# Shrimp Alfredo with Spaghetti Squash



## BrianGSDTexoma (Jan 27, 2021)

This one of my favorite low carb dishes.  I forgot was a small squash and burnt it a little.  This the best way to cook Spaghetti Squash to use as pasta. 












Cook shrimp with some blacken seasoning. 







Toss all together.







Salad.  I made this dressing and really like it.  Made with  Japanese Kewpie mayonnaise.  Move over Duke's.  This stuff really good.  Made with just the yolks. 









						Japanese Deep Roasted Sesame Salad Dressing
					

This is the dressing that actually made me enjoy green salad. Put it on cardboard and it'll be delicious! Copycat recipe of the Kewpie brand.




					hot-thai-kitchen.com


----------



## Central PA Cowboy (Jan 27, 2021)

Looks awesome, Brian!


----------



## Sowsage (Jan 27, 2021)

That looks real good Brian! We love spaghetti squash. Great replacement for Angel hair pasta when doing low carb


Brian Trommater said:


> Move over Duke's. This stuff really good.

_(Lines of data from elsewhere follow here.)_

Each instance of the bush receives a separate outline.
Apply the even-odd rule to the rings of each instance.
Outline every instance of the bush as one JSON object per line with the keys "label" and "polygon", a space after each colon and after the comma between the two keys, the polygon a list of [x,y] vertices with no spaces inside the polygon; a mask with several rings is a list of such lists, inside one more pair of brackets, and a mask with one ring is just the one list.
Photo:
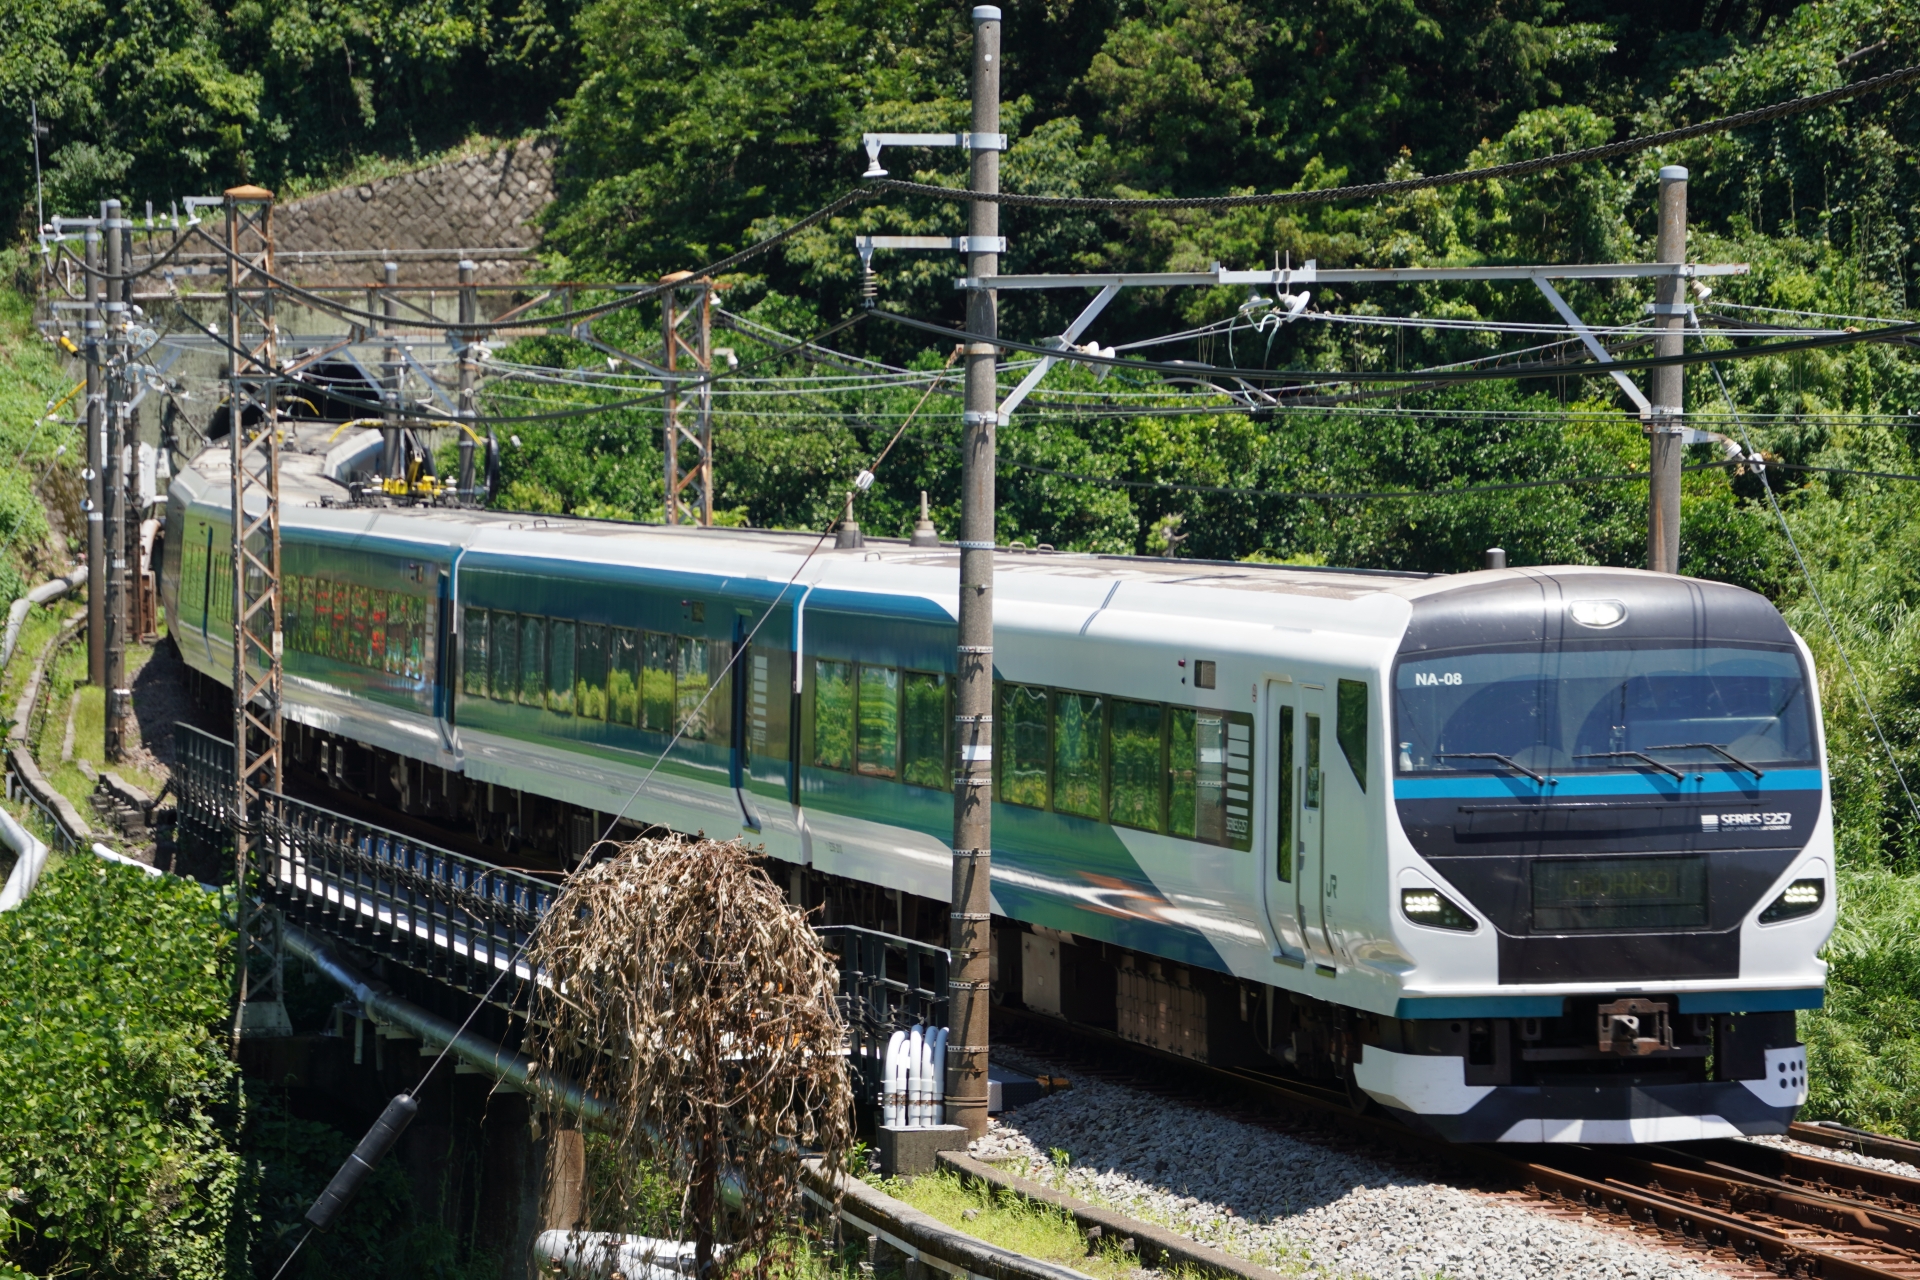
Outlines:
{"label": "bush", "polygon": [[91,858],[0,915],[0,1275],[224,1277],[239,1156],[222,899]]}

Made with just the yolks.


All yolks???? I'm gonna have to try this stuff out for sure!!


----------



## SmokinEdge (Jan 27, 2021)

Nothing wrong with that meal. Pulling up a chairs. Nice job.


----------



## jcam222 (Jan 27, 2021)

Looks great Brian. We love spaghetti squash. That dressing is pretty unique. Going to try it.


----------



## BrianGSDTexoma (Jan 28, 2021)

jcam222 said:


> Looks great Brian. We love spaghetti squash. That dressing is pretty unique. Going to try it.


I had hard time finding a mirin without sugar.  I found one that had it as the last ingredient that was the lowest carb.


----------